PAULETTE LASH RITCHIE
Published May 21, 2003

LECANTO - Jessica Hahr is one of 12 students who will graduate tonight from CREST, the Citrus County school district's school for exceptional education students. It will be a major step on what has been a long road for Jessica and her mother, Chris.

Chris Hahr had heard that Citrus County had a good system in place for special students, and Jessica started at Oak Hill School at the Key Training Center when she was just a preschooler.

When Jessica, who has cerebral palsy, was ready for kindergarten, the school system placed her in a traditional school setting, where she stayed for about a year and a half. Hahr decided Jessica needed the special school and returned her to the program, which by that time had a new name and location: Lakeview School in Hernando.

Jessica was doing fine for a while when the school district moved her to a self-contained classroom at Hernando Elementary School. The move proved beneficial.

"It was a good step for her," Hahr said. "I saw her grow up a little bit, because she was around other kids."

Soon enough, though, it was time for another difficult decision: where to put Jessica for middle school.

Hahr visited Inverness and Lecanto middle schools and decided to send Jessica back to Lakeview. "I picked that because they could work on her academics, do job training and socialize and she's done very well there," she said.

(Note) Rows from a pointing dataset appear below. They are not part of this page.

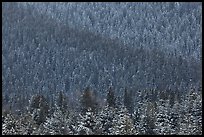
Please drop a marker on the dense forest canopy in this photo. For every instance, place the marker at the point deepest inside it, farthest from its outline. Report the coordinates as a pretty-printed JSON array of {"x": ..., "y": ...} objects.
[{"x": 49, "y": 48}]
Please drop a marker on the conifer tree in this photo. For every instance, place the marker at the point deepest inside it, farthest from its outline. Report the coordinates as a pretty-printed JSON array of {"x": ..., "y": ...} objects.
[{"x": 111, "y": 100}]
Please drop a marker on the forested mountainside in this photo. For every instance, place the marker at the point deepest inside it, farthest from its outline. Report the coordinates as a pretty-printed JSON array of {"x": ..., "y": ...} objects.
[{"x": 49, "y": 48}]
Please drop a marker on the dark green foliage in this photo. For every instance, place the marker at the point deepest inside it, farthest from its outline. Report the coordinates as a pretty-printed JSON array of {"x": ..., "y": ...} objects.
[{"x": 111, "y": 100}]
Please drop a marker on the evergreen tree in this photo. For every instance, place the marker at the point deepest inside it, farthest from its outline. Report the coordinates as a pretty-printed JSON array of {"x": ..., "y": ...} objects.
[
  {"x": 88, "y": 101},
  {"x": 128, "y": 101},
  {"x": 111, "y": 100},
  {"x": 58, "y": 124},
  {"x": 123, "y": 124},
  {"x": 87, "y": 124},
  {"x": 10, "y": 127},
  {"x": 105, "y": 117},
  {"x": 162, "y": 124}
]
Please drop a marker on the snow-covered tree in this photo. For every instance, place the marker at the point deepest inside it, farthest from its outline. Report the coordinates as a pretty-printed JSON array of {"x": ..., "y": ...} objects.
[
  {"x": 105, "y": 118},
  {"x": 9, "y": 126},
  {"x": 162, "y": 124},
  {"x": 123, "y": 124},
  {"x": 87, "y": 124},
  {"x": 58, "y": 124}
]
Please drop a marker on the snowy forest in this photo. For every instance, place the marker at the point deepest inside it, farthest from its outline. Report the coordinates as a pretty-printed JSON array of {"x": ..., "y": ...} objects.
[{"x": 101, "y": 68}]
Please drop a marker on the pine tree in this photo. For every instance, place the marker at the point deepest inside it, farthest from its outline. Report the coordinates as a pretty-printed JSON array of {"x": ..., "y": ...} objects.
[
  {"x": 58, "y": 124},
  {"x": 105, "y": 118},
  {"x": 9, "y": 127},
  {"x": 162, "y": 124},
  {"x": 88, "y": 101},
  {"x": 111, "y": 100},
  {"x": 123, "y": 124},
  {"x": 86, "y": 125},
  {"x": 128, "y": 101}
]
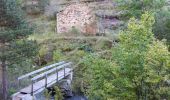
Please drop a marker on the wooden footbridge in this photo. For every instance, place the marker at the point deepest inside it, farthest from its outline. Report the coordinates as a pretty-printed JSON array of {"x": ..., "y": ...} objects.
[{"x": 42, "y": 79}]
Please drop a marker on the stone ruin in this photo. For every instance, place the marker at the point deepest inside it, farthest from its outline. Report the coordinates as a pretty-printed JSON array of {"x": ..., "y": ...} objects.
[{"x": 78, "y": 16}]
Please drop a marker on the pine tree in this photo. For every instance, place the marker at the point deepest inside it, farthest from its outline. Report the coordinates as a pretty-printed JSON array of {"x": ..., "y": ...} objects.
[{"x": 14, "y": 45}]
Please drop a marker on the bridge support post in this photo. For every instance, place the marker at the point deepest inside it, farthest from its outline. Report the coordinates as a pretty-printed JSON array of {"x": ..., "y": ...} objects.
[
  {"x": 45, "y": 80},
  {"x": 32, "y": 87},
  {"x": 64, "y": 72},
  {"x": 57, "y": 77}
]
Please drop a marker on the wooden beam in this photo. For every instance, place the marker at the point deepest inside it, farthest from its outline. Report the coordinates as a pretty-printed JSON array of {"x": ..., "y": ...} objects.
[
  {"x": 39, "y": 70},
  {"x": 50, "y": 71}
]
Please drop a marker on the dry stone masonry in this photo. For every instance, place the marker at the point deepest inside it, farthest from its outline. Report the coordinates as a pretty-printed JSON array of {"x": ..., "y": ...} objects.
[{"x": 79, "y": 16}]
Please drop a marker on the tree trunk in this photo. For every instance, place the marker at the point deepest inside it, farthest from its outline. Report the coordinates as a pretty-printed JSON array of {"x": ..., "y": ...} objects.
[{"x": 4, "y": 80}]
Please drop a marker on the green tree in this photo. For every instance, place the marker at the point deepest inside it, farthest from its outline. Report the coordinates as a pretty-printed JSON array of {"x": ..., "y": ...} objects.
[
  {"x": 142, "y": 60},
  {"x": 135, "y": 8},
  {"x": 139, "y": 68},
  {"x": 14, "y": 46}
]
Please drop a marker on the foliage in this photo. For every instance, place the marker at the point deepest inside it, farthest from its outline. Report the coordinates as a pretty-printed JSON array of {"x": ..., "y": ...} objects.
[
  {"x": 98, "y": 75},
  {"x": 162, "y": 24},
  {"x": 57, "y": 55},
  {"x": 14, "y": 46},
  {"x": 47, "y": 94},
  {"x": 139, "y": 68},
  {"x": 139, "y": 75},
  {"x": 138, "y": 7}
]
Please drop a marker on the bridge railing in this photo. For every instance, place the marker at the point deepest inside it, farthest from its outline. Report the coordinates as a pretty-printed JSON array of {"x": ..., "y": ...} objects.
[
  {"x": 40, "y": 70},
  {"x": 44, "y": 75}
]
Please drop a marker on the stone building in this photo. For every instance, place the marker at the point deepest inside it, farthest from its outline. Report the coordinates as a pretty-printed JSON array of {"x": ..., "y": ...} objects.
[{"x": 79, "y": 16}]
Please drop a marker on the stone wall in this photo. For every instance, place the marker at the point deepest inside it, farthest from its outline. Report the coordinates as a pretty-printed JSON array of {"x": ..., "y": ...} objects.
[{"x": 76, "y": 15}]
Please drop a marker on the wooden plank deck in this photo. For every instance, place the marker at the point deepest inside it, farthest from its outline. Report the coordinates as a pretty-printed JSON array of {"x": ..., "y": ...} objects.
[{"x": 40, "y": 85}]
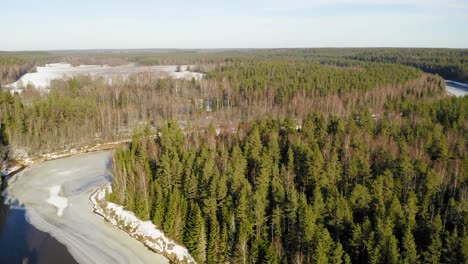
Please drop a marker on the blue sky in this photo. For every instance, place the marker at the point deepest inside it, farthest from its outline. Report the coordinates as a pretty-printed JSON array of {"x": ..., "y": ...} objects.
[{"x": 102, "y": 24}]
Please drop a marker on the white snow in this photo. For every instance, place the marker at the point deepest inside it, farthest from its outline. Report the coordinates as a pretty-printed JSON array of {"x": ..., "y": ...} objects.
[
  {"x": 58, "y": 201},
  {"x": 87, "y": 237},
  {"x": 146, "y": 231},
  {"x": 9, "y": 170},
  {"x": 44, "y": 75}
]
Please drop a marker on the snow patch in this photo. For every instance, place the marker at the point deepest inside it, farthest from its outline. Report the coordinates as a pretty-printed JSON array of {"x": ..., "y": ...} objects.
[
  {"x": 58, "y": 201},
  {"x": 44, "y": 75},
  {"x": 145, "y": 231}
]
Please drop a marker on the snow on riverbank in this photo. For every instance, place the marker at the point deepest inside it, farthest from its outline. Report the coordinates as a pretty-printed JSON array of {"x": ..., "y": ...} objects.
[
  {"x": 87, "y": 237},
  {"x": 146, "y": 231},
  {"x": 58, "y": 201}
]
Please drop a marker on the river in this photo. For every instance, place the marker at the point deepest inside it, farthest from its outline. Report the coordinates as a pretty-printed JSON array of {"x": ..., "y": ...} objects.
[
  {"x": 55, "y": 223},
  {"x": 455, "y": 88}
]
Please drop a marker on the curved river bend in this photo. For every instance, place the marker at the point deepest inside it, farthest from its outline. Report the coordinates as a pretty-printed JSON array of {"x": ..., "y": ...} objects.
[{"x": 54, "y": 198}]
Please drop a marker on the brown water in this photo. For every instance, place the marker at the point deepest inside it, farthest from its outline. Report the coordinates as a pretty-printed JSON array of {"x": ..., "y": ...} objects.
[{"x": 20, "y": 242}]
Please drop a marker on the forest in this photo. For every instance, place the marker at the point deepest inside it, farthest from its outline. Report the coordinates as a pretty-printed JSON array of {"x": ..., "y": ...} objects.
[
  {"x": 336, "y": 190},
  {"x": 275, "y": 156}
]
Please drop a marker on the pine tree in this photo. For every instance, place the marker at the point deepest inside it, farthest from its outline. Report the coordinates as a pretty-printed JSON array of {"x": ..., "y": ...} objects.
[{"x": 194, "y": 233}]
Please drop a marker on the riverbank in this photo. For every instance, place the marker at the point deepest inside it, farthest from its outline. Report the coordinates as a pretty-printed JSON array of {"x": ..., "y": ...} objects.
[
  {"x": 72, "y": 221},
  {"x": 456, "y": 88},
  {"x": 144, "y": 231}
]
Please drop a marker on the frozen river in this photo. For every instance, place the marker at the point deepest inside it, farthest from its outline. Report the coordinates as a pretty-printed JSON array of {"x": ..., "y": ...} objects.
[
  {"x": 54, "y": 196},
  {"x": 456, "y": 88}
]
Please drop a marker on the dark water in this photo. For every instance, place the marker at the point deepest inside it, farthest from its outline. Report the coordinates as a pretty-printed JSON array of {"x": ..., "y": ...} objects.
[{"x": 20, "y": 242}]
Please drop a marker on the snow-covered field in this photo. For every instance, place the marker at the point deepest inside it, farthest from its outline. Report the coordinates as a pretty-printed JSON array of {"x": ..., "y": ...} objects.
[
  {"x": 56, "y": 197},
  {"x": 44, "y": 75}
]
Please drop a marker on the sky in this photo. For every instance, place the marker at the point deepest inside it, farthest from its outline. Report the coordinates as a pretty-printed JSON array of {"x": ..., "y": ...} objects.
[{"x": 133, "y": 24}]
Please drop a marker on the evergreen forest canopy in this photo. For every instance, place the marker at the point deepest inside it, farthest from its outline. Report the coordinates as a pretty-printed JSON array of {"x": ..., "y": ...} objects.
[
  {"x": 333, "y": 191},
  {"x": 322, "y": 156}
]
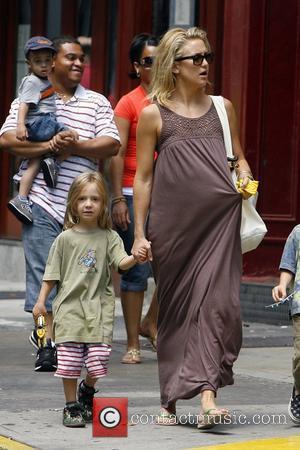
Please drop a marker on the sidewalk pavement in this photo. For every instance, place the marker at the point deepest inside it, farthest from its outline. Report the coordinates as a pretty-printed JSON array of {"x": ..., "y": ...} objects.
[{"x": 31, "y": 403}]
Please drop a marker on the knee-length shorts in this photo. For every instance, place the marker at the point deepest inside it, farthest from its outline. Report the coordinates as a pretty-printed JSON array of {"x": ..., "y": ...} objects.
[{"x": 72, "y": 357}]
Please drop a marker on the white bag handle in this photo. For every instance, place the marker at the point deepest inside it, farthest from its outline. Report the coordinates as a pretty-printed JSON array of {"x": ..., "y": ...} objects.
[{"x": 253, "y": 227}]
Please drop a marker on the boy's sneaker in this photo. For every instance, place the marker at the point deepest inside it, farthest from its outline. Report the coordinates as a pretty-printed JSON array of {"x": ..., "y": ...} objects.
[
  {"x": 46, "y": 360},
  {"x": 294, "y": 407},
  {"x": 50, "y": 169},
  {"x": 21, "y": 209},
  {"x": 72, "y": 416},
  {"x": 85, "y": 398}
]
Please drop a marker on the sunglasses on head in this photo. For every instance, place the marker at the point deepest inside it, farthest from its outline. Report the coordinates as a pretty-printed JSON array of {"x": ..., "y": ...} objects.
[
  {"x": 198, "y": 58},
  {"x": 147, "y": 61}
]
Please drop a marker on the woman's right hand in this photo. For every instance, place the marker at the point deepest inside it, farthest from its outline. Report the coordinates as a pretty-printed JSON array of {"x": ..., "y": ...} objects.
[
  {"x": 120, "y": 215},
  {"x": 138, "y": 248},
  {"x": 39, "y": 309},
  {"x": 279, "y": 292}
]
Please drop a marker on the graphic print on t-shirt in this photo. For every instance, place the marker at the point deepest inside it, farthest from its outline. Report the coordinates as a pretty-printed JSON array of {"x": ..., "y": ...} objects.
[{"x": 88, "y": 261}]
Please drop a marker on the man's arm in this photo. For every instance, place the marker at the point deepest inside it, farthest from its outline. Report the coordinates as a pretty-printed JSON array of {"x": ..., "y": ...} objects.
[
  {"x": 100, "y": 147},
  {"x": 25, "y": 149}
]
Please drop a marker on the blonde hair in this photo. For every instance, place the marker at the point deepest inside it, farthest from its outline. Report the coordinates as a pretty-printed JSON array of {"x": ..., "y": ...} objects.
[
  {"x": 169, "y": 48},
  {"x": 79, "y": 183}
]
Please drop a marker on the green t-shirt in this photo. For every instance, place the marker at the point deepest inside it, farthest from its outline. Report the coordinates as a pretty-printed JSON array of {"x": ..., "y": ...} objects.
[{"x": 83, "y": 310}]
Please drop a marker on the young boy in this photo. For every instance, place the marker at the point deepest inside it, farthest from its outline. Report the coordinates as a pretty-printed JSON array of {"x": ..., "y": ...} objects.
[
  {"x": 37, "y": 121},
  {"x": 290, "y": 271}
]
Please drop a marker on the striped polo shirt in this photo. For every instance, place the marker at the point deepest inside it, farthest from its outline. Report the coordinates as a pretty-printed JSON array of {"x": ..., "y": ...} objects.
[{"x": 91, "y": 115}]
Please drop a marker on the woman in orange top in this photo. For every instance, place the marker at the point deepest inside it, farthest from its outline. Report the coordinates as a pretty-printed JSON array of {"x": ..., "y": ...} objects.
[{"x": 123, "y": 167}]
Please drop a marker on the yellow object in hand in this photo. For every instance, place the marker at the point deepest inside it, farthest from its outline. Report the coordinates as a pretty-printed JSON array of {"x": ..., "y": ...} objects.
[{"x": 250, "y": 188}]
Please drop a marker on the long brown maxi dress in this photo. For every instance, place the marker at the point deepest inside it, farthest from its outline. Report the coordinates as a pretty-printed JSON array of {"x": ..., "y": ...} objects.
[{"x": 193, "y": 224}]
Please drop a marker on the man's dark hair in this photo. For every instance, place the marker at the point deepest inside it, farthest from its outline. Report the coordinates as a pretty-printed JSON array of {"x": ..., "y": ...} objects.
[
  {"x": 61, "y": 40},
  {"x": 137, "y": 46}
]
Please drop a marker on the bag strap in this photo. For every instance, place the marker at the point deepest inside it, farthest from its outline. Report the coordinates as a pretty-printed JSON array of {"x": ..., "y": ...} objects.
[{"x": 218, "y": 102}]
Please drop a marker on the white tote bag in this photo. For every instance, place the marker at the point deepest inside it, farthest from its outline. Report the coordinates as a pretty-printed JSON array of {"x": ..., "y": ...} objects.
[{"x": 253, "y": 228}]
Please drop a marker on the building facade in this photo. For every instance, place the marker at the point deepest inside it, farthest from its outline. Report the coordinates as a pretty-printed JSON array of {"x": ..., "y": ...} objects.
[{"x": 257, "y": 66}]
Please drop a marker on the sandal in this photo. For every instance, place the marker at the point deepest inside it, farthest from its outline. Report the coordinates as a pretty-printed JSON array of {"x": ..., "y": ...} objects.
[
  {"x": 294, "y": 407},
  {"x": 132, "y": 357},
  {"x": 166, "y": 418},
  {"x": 151, "y": 339},
  {"x": 212, "y": 417}
]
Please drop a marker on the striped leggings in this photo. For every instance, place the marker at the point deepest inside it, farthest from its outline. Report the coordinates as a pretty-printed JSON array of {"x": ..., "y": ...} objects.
[{"x": 72, "y": 356}]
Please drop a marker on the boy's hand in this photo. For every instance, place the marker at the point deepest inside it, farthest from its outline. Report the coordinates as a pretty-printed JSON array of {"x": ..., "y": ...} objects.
[
  {"x": 61, "y": 141},
  {"x": 39, "y": 309},
  {"x": 279, "y": 292},
  {"x": 73, "y": 135},
  {"x": 141, "y": 250},
  {"x": 22, "y": 133}
]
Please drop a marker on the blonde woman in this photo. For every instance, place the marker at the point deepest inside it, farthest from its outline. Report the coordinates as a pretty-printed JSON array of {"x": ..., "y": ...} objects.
[{"x": 193, "y": 226}]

When Lakeview became the Citrus Resource for Exceptional Students Transition (CREST) School and moved from the old Hernando school to the new campus in the Lecanto education complex in 1994, Jessica went along.

Her education included job training at the Key center. But Jessica saw other students travel to Brentwood Retirement Community for job training, and she wanted to go there, too. The school hesitated, but she was able to go during a summer session four or five years ago, Hahr said.

"Now I work in the laundry Monday, Tuesday, Thursday and I'm off Friday," Jessica said. During the past year and a half, the work has been a paying position, her mother said.

Jessica's goal is to have a job, make her own money and not sit home. "And maybe some day move into a group home," Hahr said.

After Jessica graduates she will begin taking classes at the Key center to continue building her life skills and training. She will keep working at Brentwood.

Since she has been at CREST for so long, it might seem that graduation would be a difficult time for the 22-year-old senior.

"It's easy," she said. "Everybody knows everybody at the Key. Everybody knows everybody at Brentwood. It's easy."

But maybe not so for her mother.

"The people at Brentwood are wonderful," Hahr said. Jessica will still see her CREST friends when they come to Brentwood, so it really won't be so difficult for her. But that doesn't mean a dry-eyed graduation for her mother.

Of course, she said, she will be crying. "I plan to bring my box of tissues."

There are a few people from CREST whom Jessica will miss: Keith Posta, the principal; Debby Hudson, the curriculum specialist; Toni Bell, the school nurse; job coach Sue Jordan; teacher Rona Cooper; and guidance counselor Paul Heinzer, in particular.

"Having CREST here is like a godsend," Hahr said, "(with) teachers who understand and work with children with disabilities."

The children get "an education, job training and socializing. It's been wonderful having Jessica at CREST. I don't think she should graduate for 10 more years."

"Yeah," said Jessica, who exclaimed she will soon be a free woman. "But tough luck."

If you go

CREST School will hold its graduation ceremony at 7 p.m. today in the school gymnasium. It will be followed by a dance and refreshments. The public is invited.